Pennies for the heavens
The space sector got its turn at the Tech Week podium on Wednesday, when Space Minister Liz Lloyd announced a package of more than £19 million for British space innovation, backing technologies for manufacturing materials in orbit and returning them to Earth, alongside satellite and debris tracking to keep the increasingly crowded skies safe. Within it, £9.25 million goes to early-stage space companies, with the UKI2S fund pointing to Spaceflux, whose £500,000 of public seed money has since pulled in £7.5 million of private capital, as the model: small public cheques written early, crowding private money in.
The private market obliged on cue. NewOrbit Space, a UK startup building satellites for very low Earth orbit below 300km, where imagery gets sharper and hardware gets cheaper, closed an £13.8 million round to fly its first mission and establish a production facility in the Thames Valley. Satellite manufacturing is quietly becoming one of the more interesting sources of industrial and technical space demand.
Other Reads
The Henry Royce Institute values the UK's advanced materials sector at £49 billion a year supporting more than 635,000 jobs and driving innovation in every single parliamentary constituency. It's new Materials Map charts the regional clusters of research and manufacturing across the country.
DSIT and UKRI announced that ten leading international researchers will relocate to UK institutions under the Global Talent Fund, working on clean energy, life sciences and advanced technologies; the Global Talent visa expands to around 100 R&D-intensive businesses by the end of July; and the UK's share of Horizon Europe funding has climbed to 9.3%.
Innovate UK opened a £32.8 million competition for the quantum-sensing supply chain.
AMD's Lisa Su committed to invest up to £2 billion in the UK over five years to support advanced computing, scientific research and workforce development. This includes strategis partnerships with Imperial College London and Oriole Networks.
The Business Secretary unveiled a bespoke concierge service to assist the UK’s fastest growing firms in scaling and attracting talent.
The Mayor of London announced a new £12 million programme to help London’s small businesses adopt AI.

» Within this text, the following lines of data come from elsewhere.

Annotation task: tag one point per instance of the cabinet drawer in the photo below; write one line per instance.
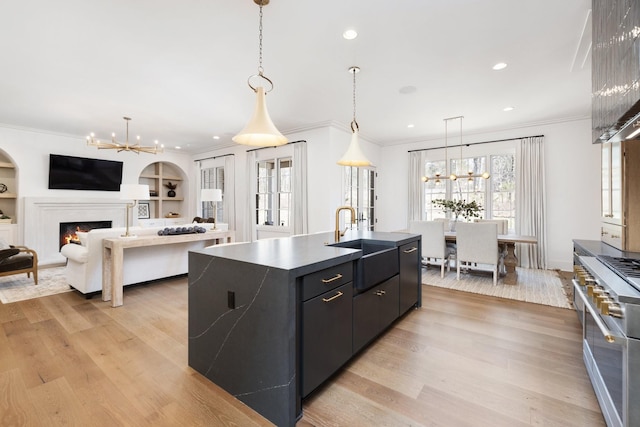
(326, 335)
(322, 281)
(374, 310)
(612, 235)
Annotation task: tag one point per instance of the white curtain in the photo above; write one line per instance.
(416, 186)
(531, 201)
(300, 212)
(230, 191)
(249, 229)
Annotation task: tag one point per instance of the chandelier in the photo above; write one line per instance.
(470, 175)
(260, 131)
(119, 146)
(354, 155)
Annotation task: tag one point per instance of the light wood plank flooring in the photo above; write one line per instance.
(461, 360)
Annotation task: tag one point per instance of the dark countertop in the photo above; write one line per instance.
(304, 254)
(596, 247)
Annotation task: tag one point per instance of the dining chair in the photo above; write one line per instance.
(434, 245)
(477, 242)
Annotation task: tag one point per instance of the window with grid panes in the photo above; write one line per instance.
(274, 195)
(213, 178)
(360, 194)
(496, 195)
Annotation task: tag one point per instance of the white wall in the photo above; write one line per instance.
(572, 182)
(29, 150)
(572, 171)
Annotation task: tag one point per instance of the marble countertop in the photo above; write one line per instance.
(304, 254)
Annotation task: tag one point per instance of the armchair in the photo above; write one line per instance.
(19, 259)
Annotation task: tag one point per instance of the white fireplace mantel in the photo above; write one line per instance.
(42, 218)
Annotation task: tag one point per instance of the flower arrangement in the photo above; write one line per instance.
(459, 208)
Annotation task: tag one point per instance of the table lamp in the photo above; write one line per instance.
(133, 192)
(212, 195)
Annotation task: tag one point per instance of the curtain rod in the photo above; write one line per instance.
(275, 146)
(476, 143)
(215, 157)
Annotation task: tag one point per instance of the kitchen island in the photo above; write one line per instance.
(270, 321)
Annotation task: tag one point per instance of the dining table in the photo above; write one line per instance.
(509, 260)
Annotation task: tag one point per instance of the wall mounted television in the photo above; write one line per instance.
(80, 173)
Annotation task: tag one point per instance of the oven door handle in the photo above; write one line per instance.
(608, 335)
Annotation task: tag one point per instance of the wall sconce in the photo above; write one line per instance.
(133, 192)
(212, 195)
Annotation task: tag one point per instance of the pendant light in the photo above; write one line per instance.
(469, 174)
(437, 176)
(260, 131)
(354, 155)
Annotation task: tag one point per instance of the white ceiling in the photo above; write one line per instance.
(180, 68)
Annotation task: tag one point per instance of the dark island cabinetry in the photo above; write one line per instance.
(326, 325)
(271, 320)
(373, 311)
(410, 274)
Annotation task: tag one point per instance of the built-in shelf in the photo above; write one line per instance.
(156, 176)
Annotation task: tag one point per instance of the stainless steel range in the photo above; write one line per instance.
(607, 299)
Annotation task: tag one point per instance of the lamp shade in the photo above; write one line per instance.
(354, 155)
(211, 195)
(260, 131)
(134, 192)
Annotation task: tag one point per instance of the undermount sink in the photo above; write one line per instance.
(379, 262)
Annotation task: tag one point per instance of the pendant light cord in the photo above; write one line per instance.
(260, 69)
(354, 123)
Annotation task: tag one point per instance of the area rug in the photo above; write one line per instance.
(536, 286)
(51, 281)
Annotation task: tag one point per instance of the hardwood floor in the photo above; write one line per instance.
(461, 360)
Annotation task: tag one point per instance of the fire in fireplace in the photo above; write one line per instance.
(68, 230)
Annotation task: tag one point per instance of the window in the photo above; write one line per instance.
(360, 194)
(274, 195)
(213, 178)
(496, 195)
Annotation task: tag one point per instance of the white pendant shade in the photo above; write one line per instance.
(354, 155)
(260, 131)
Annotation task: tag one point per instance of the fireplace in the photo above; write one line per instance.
(68, 230)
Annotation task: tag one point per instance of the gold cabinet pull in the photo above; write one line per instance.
(338, 295)
(336, 277)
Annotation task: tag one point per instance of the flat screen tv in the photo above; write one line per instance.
(80, 173)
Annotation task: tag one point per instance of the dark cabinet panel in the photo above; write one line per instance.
(374, 310)
(410, 279)
(327, 335)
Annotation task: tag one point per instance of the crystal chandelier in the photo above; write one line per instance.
(125, 146)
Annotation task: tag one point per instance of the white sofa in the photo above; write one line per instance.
(84, 261)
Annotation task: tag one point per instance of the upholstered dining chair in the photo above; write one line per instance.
(19, 259)
(477, 242)
(434, 245)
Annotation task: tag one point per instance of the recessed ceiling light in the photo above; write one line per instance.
(350, 34)
(407, 89)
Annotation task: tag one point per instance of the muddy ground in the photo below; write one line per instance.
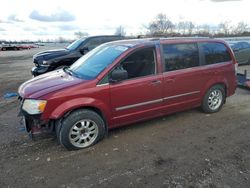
(187, 149)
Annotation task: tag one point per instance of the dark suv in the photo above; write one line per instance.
(55, 59)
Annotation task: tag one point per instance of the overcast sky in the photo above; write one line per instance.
(33, 19)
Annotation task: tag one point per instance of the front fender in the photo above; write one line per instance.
(77, 103)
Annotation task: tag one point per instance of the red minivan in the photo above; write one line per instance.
(124, 82)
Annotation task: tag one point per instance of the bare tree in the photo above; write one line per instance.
(80, 34)
(225, 27)
(120, 31)
(160, 25)
(190, 27)
(240, 28)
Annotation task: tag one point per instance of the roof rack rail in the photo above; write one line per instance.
(171, 37)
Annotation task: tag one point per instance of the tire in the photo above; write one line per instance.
(214, 99)
(81, 129)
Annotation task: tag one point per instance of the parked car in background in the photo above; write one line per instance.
(127, 81)
(7, 47)
(241, 52)
(56, 59)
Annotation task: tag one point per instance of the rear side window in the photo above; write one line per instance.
(215, 52)
(180, 56)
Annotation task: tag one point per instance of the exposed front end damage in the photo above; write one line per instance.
(33, 124)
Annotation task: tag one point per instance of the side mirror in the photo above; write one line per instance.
(118, 75)
(84, 50)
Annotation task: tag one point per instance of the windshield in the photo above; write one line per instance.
(74, 45)
(93, 63)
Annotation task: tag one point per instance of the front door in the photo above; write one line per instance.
(183, 78)
(140, 96)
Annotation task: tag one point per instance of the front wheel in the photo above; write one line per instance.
(81, 129)
(214, 99)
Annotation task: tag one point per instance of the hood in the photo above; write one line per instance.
(47, 83)
(47, 55)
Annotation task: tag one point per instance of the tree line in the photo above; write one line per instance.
(162, 25)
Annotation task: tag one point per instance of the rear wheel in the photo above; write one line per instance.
(81, 129)
(214, 99)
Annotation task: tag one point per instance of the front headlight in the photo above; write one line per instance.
(33, 107)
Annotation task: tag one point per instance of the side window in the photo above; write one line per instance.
(180, 56)
(245, 45)
(215, 52)
(140, 63)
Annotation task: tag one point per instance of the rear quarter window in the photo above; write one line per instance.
(180, 56)
(214, 52)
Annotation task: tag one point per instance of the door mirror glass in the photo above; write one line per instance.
(84, 50)
(118, 75)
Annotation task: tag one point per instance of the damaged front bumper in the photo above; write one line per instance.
(33, 124)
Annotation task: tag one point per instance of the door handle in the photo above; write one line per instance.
(155, 82)
(168, 81)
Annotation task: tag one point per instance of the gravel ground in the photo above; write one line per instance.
(187, 149)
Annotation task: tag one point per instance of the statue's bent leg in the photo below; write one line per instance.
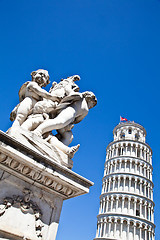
(64, 118)
(66, 137)
(33, 122)
(70, 151)
(23, 111)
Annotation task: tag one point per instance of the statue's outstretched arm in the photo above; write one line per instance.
(41, 92)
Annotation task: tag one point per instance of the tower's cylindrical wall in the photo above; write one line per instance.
(126, 202)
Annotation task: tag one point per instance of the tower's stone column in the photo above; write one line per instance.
(127, 190)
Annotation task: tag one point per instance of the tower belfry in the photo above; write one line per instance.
(126, 202)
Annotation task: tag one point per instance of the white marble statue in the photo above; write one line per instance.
(39, 112)
(29, 94)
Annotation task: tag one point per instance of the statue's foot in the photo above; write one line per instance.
(37, 132)
(13, 131)
(73, 150)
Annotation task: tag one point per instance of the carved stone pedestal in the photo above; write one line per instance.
(32, 189)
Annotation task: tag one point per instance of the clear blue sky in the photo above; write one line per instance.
(114, 45)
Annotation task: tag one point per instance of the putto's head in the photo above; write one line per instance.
(90, 99)
(41, 77)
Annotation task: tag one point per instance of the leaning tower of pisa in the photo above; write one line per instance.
(126, 202)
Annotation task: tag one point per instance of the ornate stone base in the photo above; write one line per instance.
(33, 187)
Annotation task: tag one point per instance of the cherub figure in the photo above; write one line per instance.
(29, 94)
(79, 106)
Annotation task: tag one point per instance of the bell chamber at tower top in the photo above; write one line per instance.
(129, 131)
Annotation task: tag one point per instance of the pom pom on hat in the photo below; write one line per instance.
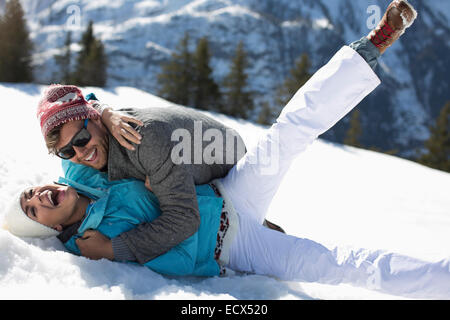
(19, 224)
(60, 104)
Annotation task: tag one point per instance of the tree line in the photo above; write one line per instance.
(187, 79)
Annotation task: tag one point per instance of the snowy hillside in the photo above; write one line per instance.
(139, 35)
(336, 195)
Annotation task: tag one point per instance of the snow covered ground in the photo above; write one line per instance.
(335, 195)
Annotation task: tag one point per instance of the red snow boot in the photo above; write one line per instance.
(399, 15)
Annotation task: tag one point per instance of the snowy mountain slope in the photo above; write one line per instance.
(140, 35)
(350, 199)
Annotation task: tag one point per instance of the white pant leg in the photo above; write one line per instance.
(327, 97)
(263, 251)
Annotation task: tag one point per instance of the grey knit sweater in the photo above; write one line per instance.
(174, 166)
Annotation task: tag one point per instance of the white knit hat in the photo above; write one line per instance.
(19, 224)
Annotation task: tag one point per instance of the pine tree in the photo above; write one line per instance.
(206, 92)
(355, 131)
(91, 61)
(15, 45)
(438, 145)
(63, 61)
(238, 100)
(176, 77)
(298, 76)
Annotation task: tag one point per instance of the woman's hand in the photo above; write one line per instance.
(118, 126)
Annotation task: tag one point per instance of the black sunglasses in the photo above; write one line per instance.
(80, 139)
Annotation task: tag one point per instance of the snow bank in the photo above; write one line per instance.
(333, 194)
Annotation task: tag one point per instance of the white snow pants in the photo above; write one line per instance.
(328, 96)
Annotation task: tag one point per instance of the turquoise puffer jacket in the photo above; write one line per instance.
(121, 205)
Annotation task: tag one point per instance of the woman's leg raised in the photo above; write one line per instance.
(328, 96)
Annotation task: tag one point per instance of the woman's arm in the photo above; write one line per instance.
(117, 123)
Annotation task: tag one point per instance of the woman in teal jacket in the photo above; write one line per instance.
(122, 205)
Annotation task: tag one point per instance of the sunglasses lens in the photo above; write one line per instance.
(66, 153)
(81, 139)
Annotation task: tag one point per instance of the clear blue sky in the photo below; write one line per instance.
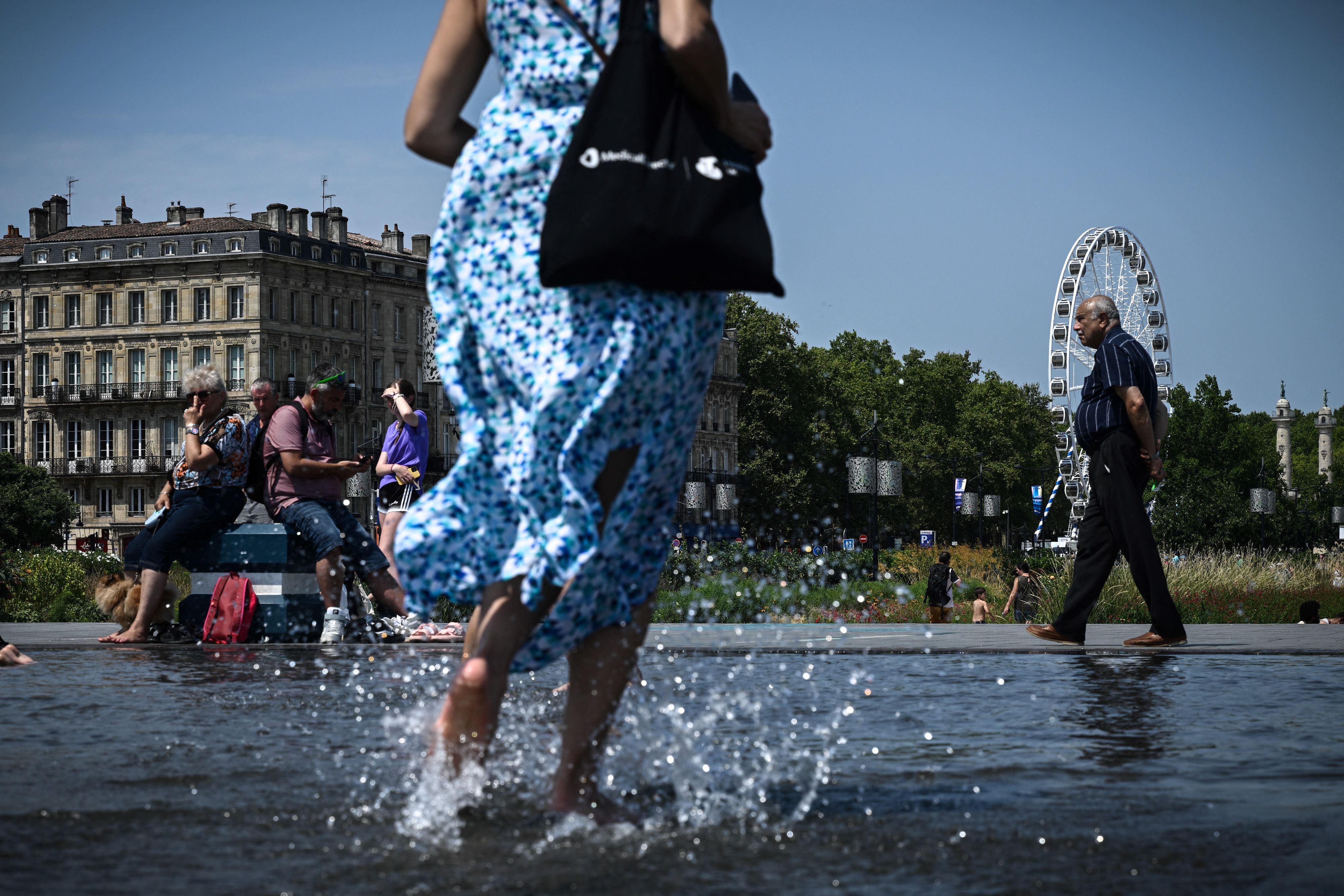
(933, 162)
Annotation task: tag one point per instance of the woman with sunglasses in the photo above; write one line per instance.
(401, 465)
(204, 495)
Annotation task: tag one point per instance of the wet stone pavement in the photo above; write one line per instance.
(303, 770)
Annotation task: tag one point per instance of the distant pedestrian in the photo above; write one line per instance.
(1122, 425)
(1025, 594)
(943, 580)
(979, 608)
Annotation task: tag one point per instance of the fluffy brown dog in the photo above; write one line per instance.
(119, 597)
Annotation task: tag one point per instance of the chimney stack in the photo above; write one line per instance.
(276, 217)
(338, 223)
(60, 215)
(319, 225)
(299, 222)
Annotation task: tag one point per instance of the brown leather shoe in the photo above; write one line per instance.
(1154, 640)
(1048, 633)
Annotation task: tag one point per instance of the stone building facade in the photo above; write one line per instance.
(99, 324)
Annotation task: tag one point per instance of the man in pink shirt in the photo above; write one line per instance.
(306, 491)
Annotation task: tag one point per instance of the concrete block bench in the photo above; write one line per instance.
(280, 566)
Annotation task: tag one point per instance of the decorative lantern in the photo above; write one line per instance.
(861, 473)
(889, 479)
(1264, 500)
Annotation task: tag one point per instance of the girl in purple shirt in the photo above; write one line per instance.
(401, 465)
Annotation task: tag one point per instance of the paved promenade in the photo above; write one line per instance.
(804, 639)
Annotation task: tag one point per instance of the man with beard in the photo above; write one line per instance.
(306, 491)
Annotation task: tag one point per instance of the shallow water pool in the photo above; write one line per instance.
(303, 772)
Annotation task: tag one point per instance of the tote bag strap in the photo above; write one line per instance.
(565, 12)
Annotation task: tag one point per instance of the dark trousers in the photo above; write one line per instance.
(1116, 522)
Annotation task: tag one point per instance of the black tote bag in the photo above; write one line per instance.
(650, 191)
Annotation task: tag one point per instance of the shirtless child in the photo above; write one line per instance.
(980, 609)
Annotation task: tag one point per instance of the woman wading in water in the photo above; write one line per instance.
(577, 405)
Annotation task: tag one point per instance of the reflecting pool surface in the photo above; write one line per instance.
(132, 772)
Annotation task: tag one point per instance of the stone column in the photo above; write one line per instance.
(1326, 438)
(1284, 438)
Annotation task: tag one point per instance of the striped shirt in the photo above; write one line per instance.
(1122, 360)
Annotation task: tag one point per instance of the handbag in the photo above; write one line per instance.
(650, 193)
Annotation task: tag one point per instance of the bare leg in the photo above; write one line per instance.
(151, 594)
(388, 539)
(600, 670)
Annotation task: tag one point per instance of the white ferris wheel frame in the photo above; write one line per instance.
(1069, 362)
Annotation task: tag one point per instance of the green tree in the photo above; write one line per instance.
(34, 511)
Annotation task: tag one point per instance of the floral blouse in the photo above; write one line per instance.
(228, 437)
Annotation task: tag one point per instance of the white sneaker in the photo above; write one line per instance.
(334, 625)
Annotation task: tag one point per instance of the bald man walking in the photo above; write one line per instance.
(1122, 425)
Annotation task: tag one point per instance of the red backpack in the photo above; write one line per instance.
(232, 608)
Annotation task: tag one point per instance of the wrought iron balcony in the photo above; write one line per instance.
(106, 465)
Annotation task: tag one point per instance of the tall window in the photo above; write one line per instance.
(236, 367)
(103, 360)
(75, 440)
(138, 365)
(42, 440)
(139, 438)
(107, 440)
(171, 438)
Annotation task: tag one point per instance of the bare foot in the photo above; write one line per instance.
(464, 723)
(10, 656)
(131, 636)
(588, 801)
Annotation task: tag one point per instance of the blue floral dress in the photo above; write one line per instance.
(548, 382)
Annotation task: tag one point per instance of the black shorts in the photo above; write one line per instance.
(396, 498)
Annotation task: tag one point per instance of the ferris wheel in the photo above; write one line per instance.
(1108, 261)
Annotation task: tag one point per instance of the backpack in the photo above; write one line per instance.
(232, 608)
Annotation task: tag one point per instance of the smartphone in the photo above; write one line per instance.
(739, 90)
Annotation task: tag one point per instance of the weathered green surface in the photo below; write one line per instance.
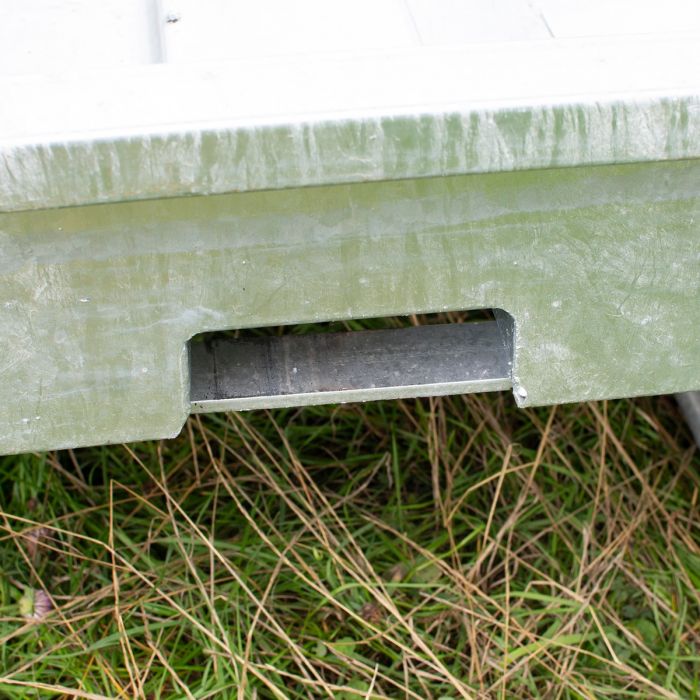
(599, 266)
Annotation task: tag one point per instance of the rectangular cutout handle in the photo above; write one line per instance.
(296, 370)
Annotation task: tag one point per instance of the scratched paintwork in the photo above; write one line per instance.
(599, 266)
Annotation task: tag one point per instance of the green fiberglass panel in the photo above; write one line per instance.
(599, 267)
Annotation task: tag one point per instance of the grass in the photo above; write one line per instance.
(445, 548)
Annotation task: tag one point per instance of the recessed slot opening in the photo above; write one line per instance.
(358, 360)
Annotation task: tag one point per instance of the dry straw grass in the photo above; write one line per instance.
(446, 548)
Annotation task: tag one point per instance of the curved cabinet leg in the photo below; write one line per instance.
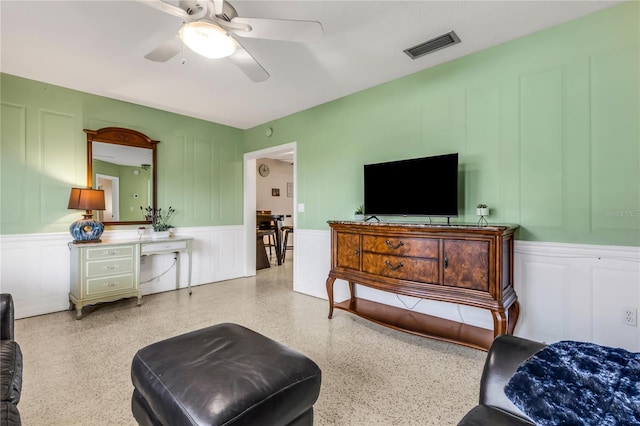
(514, 314)
(499, 323)
(330, 282)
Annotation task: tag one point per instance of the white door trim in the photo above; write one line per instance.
(250, 198)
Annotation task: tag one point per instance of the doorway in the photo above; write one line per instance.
(111, 187)
(250, 180)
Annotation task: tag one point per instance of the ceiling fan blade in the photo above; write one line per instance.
(280, 29)
(166, 50)
(167, 8)
(248, 64)
(217, 7)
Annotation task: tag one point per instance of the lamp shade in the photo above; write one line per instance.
(87, 229)
(86, 199)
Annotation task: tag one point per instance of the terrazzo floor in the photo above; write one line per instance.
(78, 372)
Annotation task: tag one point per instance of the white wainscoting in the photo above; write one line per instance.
(34, 268)
(566, 291)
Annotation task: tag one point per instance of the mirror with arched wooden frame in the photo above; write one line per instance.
(123, 162)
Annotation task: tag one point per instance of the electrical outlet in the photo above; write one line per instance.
(629, 316)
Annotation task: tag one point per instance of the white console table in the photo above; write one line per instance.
(110, 270)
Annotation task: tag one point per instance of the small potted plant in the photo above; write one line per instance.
(159, 220)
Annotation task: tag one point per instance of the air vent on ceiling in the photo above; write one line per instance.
(432, 45)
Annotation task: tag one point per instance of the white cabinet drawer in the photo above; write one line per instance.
(109, 252)
(109, 267)
(111, 284)
(164, 247)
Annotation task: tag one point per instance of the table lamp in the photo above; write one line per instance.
(87, 229)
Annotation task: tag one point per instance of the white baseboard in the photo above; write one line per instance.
(34, 268)
(566, 291)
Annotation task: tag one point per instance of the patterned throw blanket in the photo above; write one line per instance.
(578, 383)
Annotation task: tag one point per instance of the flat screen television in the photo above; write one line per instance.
(426, 186)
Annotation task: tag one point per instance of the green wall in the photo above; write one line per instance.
(43, 155)
(547, 127)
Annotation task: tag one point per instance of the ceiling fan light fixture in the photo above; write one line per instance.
(207, 39)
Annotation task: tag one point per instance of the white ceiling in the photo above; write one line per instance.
(99, 46)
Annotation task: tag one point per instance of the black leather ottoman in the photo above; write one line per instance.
(223, 375)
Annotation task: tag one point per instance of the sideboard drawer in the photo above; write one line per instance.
(111, 284)
(109, 267)
(164, 247)
(401, 246)
(109, 252)
(405, 268)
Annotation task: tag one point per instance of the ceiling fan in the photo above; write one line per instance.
(212, 28)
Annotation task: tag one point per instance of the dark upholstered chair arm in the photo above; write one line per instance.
(504, 357)
(6, 317)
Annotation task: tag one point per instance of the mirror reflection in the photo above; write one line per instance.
(122, 162)
(125, 174)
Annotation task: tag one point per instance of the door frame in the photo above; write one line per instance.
(250, 159)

Anthropic lodged a confidential draft S-1 on 1 June, with an expected effective date in October and Goldman Sachs, JPMorgan and Morgan Stanley in early underwriter discussions. OpenAI filed its own a week later, with Goldman Sachs and Morgan Stanley leading. The same two institutions are now steering both frontier offerings at once. The numbers attached to Anthropic are the sort that invite disbelief: annual recurring revenue of $1 billion in late 2024, $9bn by the end of 2025, then $14 billion in February, $30bn in April and $47 billion in late May, with $50 billion expected by the end of this month. Salesforce took roughly 24 years to reach $30 billion in revenue. More than 1,000 companies now pay Anthropic above $1 million a year, double the tally of two months earlier. SpaceX, meanwhile, has seen individual investors place roughly $100 billion in orders through trading platforms.